Thank you for playing in Cuba. Thank you for showing us that 70-year-olds can have so much more swag than millennials. Thank you for revealing that music isn’t time and space specific, rather three generations can enjoy the same songs. And thank you for reminding us that ‘entertainment’ is always political.
The images of you online are comparatively limited and many blurry, thanks to Cuba’s patchy internet! And in today’s image saturated world that is actually a pleasure. From the clips available we can tell that Mr Jagger, you can still move those legs like a ballerina on speed. And Mr Richard, while you might have more lines on your face, you can still electrify that guitar.

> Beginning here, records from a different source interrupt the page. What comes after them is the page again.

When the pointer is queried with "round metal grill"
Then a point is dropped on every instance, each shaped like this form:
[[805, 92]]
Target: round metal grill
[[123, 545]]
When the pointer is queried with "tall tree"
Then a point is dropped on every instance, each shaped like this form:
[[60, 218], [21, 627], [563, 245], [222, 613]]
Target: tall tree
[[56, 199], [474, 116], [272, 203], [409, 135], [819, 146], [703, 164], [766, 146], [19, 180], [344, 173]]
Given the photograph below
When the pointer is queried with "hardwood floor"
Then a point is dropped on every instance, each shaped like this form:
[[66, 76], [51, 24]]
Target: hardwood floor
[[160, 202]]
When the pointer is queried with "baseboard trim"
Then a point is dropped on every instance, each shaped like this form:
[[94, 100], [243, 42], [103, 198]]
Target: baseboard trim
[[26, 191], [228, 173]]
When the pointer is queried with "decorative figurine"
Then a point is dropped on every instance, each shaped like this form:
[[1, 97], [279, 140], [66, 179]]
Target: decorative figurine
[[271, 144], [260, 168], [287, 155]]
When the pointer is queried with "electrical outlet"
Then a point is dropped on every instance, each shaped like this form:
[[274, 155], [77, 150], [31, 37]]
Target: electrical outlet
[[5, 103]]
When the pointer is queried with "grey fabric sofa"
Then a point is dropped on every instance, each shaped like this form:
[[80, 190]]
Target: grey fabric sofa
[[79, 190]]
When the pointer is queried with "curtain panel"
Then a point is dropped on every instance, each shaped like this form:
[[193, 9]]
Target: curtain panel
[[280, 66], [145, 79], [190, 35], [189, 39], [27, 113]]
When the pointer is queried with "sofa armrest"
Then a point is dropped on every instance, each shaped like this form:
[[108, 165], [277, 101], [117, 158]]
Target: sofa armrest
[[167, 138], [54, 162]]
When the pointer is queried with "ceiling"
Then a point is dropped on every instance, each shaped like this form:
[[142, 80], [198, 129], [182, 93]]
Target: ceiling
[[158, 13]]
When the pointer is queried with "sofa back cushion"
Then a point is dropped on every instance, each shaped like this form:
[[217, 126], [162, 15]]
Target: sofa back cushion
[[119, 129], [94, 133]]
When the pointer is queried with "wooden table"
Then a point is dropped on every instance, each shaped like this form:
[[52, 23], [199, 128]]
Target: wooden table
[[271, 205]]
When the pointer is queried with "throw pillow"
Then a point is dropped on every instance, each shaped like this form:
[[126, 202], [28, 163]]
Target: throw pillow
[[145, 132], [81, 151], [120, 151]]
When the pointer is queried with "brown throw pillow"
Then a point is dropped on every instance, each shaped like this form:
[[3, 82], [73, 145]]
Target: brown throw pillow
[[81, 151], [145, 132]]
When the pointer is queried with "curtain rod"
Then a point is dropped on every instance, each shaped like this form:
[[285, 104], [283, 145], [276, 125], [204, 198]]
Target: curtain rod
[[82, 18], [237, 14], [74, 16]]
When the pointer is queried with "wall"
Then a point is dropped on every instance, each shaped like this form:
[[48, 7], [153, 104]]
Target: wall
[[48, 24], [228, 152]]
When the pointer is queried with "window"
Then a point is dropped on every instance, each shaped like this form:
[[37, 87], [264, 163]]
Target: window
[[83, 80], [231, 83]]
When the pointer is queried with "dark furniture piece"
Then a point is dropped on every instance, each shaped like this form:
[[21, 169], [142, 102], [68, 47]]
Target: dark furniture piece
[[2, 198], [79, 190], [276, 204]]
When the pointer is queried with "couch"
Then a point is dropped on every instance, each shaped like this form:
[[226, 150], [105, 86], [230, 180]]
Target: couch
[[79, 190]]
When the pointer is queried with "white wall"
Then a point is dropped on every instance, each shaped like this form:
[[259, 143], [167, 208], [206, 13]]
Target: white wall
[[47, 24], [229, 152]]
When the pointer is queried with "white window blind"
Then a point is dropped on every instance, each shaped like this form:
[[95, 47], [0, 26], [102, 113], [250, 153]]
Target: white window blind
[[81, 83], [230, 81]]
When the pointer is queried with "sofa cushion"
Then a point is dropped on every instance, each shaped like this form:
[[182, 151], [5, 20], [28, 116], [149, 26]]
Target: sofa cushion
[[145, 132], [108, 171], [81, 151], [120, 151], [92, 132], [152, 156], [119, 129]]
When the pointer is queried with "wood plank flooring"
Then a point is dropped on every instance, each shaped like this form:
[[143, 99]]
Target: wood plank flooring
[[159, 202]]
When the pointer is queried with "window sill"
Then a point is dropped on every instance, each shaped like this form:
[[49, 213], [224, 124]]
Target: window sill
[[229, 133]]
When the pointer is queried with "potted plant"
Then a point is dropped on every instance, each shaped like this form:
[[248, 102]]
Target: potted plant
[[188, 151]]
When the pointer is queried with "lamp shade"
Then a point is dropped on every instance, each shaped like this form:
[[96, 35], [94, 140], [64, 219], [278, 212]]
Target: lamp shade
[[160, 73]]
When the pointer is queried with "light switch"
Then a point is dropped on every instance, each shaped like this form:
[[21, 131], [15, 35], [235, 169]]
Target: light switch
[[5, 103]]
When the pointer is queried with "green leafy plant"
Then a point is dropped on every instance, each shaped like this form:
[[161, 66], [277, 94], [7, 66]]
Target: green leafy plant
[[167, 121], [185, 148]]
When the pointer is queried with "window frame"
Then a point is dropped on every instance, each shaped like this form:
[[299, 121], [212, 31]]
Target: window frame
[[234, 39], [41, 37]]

The fact that you arrived in Cuba soon after President Obama’s visit proves that you are the first family of rock. There have been others, but no one has your draw after… 50 years!! Excuse the exclamation marks, but you were formed in 1962 and you still exist; that boggles the mind. Most bands today have the lifespan of a dust mite. I am also rather excited. It is not that I am a die hard fan, but it is because to see a music band on the front page of a newspaper and at the top of every news bulletin happens all too seldom.
We pretend music is peripheral to our lives, the background score to the main business. But few things are as evocative–shooting us back into the past, adding meaning to the moment–as a song. And nothing, nothing else can make us dance.
You opened the show at the Ciudad Deportiva sports facility with Jumpin’ Jack Flash and ended with Satisfaction. In the middle there were all your most famous numbers–Start Me Up, Honky Tonk Woman and Brown Sugar. This was a night of adrenaline and memories, but as you and everyone in the stadium knew, it was also a night of history making.
While tickets for your shows sell at $500 a pop, you chose to make this one free. That was a rather nice gesture made by you. After all in Cuba listening to your music wasn’t a simple matter of pressing a button. It required innovation and subterfuge, your records were hidden in the sleeves of others. Early in the ’60s Fidel Castro outlawed rock ‘n’ roll as “the music of the enemy”. You symbolized the many ills of the West–decadence, excess and oh! that flapping and sinuous tongue.
But during your show, like all the Cubans, you too must have been wondering if the Castros were secretly watching from their drawing room.
Mr Jagger you hollered to your fans: ‘Times are changing’. While that is a rather hackneyed statement, the end of a 50-year wait sure proves it is true. And as we know, revolutions will come, revolutions will go, but music will go forever.